Wednesday, September 16, 2009

Floodless in SEATTLE: A Scalable Ethernet Architecture for Large Enterprises; Kim, Caesar, & Rexford

SEATTLE is an alternative architecture meant to combat some of the inherent problems associated with Ethernet. Using Ethernet, the control overhead in a network is proportional to the number of hosts in the network and requires the use of spanning tree for paths. Problems address then include large forwarding table size and control overhead, uneven link utilization due to root bridges and route spanning trees, poor throughput because of said spanning tree, and frequent flooding. One possible solution is to use a hybrid approach of connecting LANs via IP, each of which have IP subnets of up to a few hundred hosts. However, initial configuration is time-consuming, reconfiguring is required whenever the network design changes, and the ability of a host to move and still maintain its IP address isn't supported easily. Even using VLANs to allow mobility still has the problems of manual configuration and poor utilization of links due to a spanning tree.
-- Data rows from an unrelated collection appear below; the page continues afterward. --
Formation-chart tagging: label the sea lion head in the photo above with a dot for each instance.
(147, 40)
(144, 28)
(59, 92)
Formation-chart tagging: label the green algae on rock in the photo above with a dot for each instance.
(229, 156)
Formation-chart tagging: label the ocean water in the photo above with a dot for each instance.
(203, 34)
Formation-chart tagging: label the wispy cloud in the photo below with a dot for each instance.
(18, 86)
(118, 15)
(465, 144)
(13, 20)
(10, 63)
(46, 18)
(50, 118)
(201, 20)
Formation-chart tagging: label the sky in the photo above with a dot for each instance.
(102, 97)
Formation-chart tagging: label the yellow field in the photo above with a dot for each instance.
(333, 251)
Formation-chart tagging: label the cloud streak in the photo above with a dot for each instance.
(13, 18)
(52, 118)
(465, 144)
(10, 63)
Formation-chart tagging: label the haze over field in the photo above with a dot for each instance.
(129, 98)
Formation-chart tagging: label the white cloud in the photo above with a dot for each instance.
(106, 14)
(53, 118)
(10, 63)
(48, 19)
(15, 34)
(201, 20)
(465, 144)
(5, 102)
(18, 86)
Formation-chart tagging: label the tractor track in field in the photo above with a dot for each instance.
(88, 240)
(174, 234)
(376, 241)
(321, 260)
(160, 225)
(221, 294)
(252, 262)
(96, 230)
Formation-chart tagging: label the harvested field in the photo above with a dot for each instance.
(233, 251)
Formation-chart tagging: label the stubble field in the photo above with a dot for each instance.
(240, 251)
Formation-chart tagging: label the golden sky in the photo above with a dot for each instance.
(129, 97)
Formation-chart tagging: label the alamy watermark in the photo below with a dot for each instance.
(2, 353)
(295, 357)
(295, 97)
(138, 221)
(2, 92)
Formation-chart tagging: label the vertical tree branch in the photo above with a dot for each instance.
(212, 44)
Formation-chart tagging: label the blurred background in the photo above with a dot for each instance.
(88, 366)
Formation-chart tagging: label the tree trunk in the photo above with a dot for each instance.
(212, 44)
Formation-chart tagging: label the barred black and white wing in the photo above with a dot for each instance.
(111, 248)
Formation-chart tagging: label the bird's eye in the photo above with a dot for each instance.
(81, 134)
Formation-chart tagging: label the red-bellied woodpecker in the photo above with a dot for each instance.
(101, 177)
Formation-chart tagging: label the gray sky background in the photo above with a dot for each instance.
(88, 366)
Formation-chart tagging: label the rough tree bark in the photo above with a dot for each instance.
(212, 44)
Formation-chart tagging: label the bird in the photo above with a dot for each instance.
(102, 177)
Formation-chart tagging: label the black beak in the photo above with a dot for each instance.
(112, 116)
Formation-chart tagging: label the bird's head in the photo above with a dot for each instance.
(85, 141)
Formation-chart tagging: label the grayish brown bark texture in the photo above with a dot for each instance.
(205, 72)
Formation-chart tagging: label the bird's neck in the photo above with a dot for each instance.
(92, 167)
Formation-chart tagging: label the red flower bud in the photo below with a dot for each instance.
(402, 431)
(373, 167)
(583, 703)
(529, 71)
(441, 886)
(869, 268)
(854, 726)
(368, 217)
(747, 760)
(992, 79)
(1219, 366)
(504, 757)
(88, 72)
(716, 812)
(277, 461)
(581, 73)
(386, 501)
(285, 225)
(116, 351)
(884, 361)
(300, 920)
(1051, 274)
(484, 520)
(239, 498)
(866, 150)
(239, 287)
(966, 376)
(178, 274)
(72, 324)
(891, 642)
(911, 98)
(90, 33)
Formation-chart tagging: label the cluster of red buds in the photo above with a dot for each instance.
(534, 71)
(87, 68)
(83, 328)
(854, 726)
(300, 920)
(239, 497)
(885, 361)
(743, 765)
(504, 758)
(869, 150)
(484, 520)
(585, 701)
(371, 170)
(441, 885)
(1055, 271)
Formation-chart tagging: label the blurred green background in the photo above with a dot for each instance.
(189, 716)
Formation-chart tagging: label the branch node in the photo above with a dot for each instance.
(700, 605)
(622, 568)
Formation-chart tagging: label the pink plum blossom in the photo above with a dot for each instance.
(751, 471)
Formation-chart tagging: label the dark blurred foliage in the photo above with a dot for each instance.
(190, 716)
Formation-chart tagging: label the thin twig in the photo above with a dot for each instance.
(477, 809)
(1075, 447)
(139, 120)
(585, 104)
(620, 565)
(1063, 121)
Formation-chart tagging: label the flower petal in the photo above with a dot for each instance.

To address all these problems, the authors present SEATTLE. SEATTLE has overhead and forwarding tables that are proportional to the number of subnets, not hosts. It uses a flat addressing scheme a la Ethernet, forwarding packets based on MAC addresses, but is scalable to large networks, as it uses a link-state protocol but only maintains switch information which is subject to less change and hence fewer control messages going out on the network. SEATTLE uses a DHT to lookup host information, which actually lengthens the path for at least the first traversal of a flow's path. Switches have the option of caching the host information themselves for forwarding based on shortest paths at the risk of ending up with a large, unwieldy forwarding table.

In case of network changes, SEATTLE attempts to avoid flooding whenever possible, choosing instead to unicast updates to other switches and even forward misdelivered packets on behalf of those other switches. SEATTLE employs a somewhat lazy approach in correcting these routing table entries.

In evaluating their design, the authors strove to use real data, an endeavor at which they partly succeeded, at least using a mix of real traces with artificially enhanced data. Running each experiment 25 times definitely seems like overkill to me; would the experiments differ much beyond 3 to 5 runs? Granted, the root bridge was randomly selected in these runs, but if network behavior would be that differently affected each time, that seems like a flaw in the design: not being able to predict the network behavior makes simple performance predictions near impossible, but maybe it's not any easier to do that with Ethernet.

There is a possibility of having unduly lengthened paths when a switch evicts a cached entry before its locally-attached hosts are done using the entry, in which case the switch forwards the packets to a resolver switch instead of queueing them itself. This scenario can be prevented by having a long timeout to eviction, with the drawback that the forwarding table could accumulate a very large number of entries.

SEATTLE addresses the biggest problems with Ethernet and hybrids involving it: use of a spanning tree for paths, frequent flooding, and required manual configuration for hybrid and VLAN schemes. However, I'm not convinced of the true need for SEATTLE; the only actual performance graphs included show control overhead, table size, and packet loss in the case of switch failures and moving hosts. The packet loss goes up to 30% as switch failure rate increases to 1 and only up to 5% for 200 hosts moving per second, which seems unreasonably high to me.

2 comments:

Adrienne said...

Their error bars are pretty huge in some cases, which is probably why they did so many trials. They may have run 3-5 trials and had each of the trials look different, so they re-ran it until they had a reasonable mean and then plopped huge error bars on the graphs.

Randy H. Katz said...

It should be clear from our discussions in class so far that network traffic can be highly variable, and that the error bars are going to be big.

By the way, I thought that the methodology, including implementation in XORP, was a strength of the paper.